When using this technique a few years ago, the first author was shocked that not one student in a relatively large undergraduate course had jotted down the important information needed to answer a question. What had happened? Well, with just a little reflection and enthusiastic input from the students, he realised that he had accidentally skipped this important information in the prior lecture. So, incomplete notes can provide formative information about your lecturing as well as students' note taking.

6. Does the medium matter for note taking?

In the past 10 years, we've seen more students using laptops to take notes. In a recent survey, about 50 percent of college students from a large public university in the US reported using laptops to take notes (see Morehead et al, 2019).

But should your students do this, or should you insist that they use a pen and paper and leave their laptops turned off?

Before we consider the subtleties of answering this question, we will provide our best answer, which may be a bit disappointing for those who desire an authoritative recommendation. Namely, a sufficient amount of evidence is not available to make a definitive decision on whether laptops should be invited into the classroom or banned from it. Nevertheless, understanding current evidence can help you make an informed decision about what to do.

Consider an article by Mueller and Oppenheimer (2014), which is titled "The pen is mightier than the keyboard: advantages of longhand over laptop note taking", which has led some media outlets to make rather bold (and, as we realise now, premature) claims, such as: "Attention students: put your laptops away" (from National Public Radio: Education) and "To remember a lecture better, take notes by hand" (from The Atlantic).

When we closely scrutinise this research, it turns out not to be that relevant to making any strong claims about how best to take notes for real classes. To understand why, we offer a brief primer about how this research on note taking was conducted.

In a typical experiment on note taking, students will watch a lecture of some sort and take notes either by typing on a laptop or by longhand using a pen and paper. After the lecture, the students will perform other tasks for 15 minutes or so, and then will be tested on the content in the lecture.

In the case of Mueller and Oppenheimer, their test included questions that tapped students' memories for the content from the lectures as well as their comprehension (or understanding) of the content, and the researchers reported the following: test performance that measured comprehension was better after taking notes by longhand, compared with a laptop, whereas test performance that measured memory did not differ for the two groups.

It was this longhand-superiority effect on measures of comprehension that led the authors to conclude that "the pen is mightier than the laptop" and that drew media attention. However, we argue that this kind of research has little to no relevance to informing educational practices.

First, the longhand-superiority effect itself was small - those taking notes by longhand just did a little better than those taking notes by laptop, and unfortunately, recent attempts to replicate it have not succeeded (Morehead et al, 2019; Urry, Crittle, Floerke, Leonard, Perry et al, 2019).
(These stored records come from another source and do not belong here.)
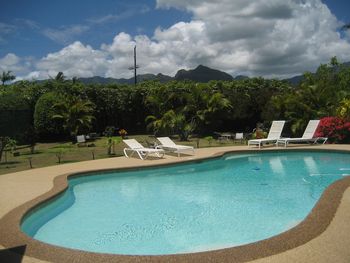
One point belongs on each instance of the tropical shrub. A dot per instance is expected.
(44, 123)
(336, 129)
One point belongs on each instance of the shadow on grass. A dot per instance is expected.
(9, 163)
(13, 254)
(28, 153)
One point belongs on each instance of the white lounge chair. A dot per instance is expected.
(307, 137)
(81, 140)
(143, 152)
(168, 145)
(273, 136)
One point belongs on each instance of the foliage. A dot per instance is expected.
(176, 107)
(4, 140)
(60, 151)
(209, 139)
(343, 110)
(6, 76)
(336, 129)
(44, 123)
(317, 96)
(122, 133)
(75, 114)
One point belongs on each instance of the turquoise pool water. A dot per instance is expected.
(217, 203)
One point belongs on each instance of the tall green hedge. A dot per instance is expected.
(44, 124)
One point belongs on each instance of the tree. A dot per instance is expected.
(75, 113)
(4, 141)
(7, 76)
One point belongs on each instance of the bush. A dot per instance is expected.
(335, 128)
(44, 124)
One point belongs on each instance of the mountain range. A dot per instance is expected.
(199, 74)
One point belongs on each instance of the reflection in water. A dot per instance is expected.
(276, 165)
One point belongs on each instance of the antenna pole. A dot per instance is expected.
(134, 67)
(135, 78)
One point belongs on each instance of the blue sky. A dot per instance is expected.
(84, 38)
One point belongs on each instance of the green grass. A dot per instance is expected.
(46, 153)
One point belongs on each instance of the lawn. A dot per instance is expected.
(46, 154)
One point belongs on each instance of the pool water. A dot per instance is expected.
(223, 202)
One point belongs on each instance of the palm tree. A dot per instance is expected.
(6, 76)
(76, 115)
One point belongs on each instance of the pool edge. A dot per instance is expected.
(315, 223)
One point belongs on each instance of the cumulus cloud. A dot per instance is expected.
(66, 34)
(74, 60)
(270, 38)
(5, 30)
Second, and more important, demonstrating an effect in cognitive research is important, and knowing when (and if) one mode of taking notes boosts students' memory or comprehension for a lecture content is interesting. Nevertheless, as instructors ourselves, we suspect that other instructors and students are interested in whether a given approach boosts learning (and test performance) to some absolute level.

For example, if experimental research demonstrates an effect whereby one group performs 10 per cent better than another group, yet both groups perform poorly and do not demonstrate a desired level of competence (eg, 80 per cent correct), then the extra boost enjoyed by the first group still isn't allowing instructors and students to meet their learning objectives.

This is exactly the case with laboratory research comparing laptop and longhand note taking - neither approach supports educationally relevant levels of performance, especially when students are not given a chance to study their notes before taking the exam.

And, even when students are given a chance to study their notes in these experiments, their study time is rather brief (5-10 minutes) and has at best a minor influence on performance, so educationally relevant levels of performance still are not obtained. For these reasons, our opinion is that the best approach to note taking will be the one that increases the chances that students' notes are complete. That is, students need to have the important content in their notes for when they are ready to study and learn it, which in most cases will take a meaningful amount of effort and time (ie, more than 5-10 minutes).

In some cases, it seems reasonable (but it needs to be scientifically investigated) that students will have a better chance of taking more complete notes if they use a laptop - such as, when an instructor speaks quickly if students cannot write quickly enough, or if they have a disability that may make writing difficult. In fact, the handful of experiments comparing laptop to longhand note taking have consistently shown that students take more notes when using a laptop (eg, Bui, Myerson and Hale, 2012; Luo, Kiewra, Flanigan and Peteranetz, 2018; Morehead et al, 2019; Mueller and Oppenheimer, 2014).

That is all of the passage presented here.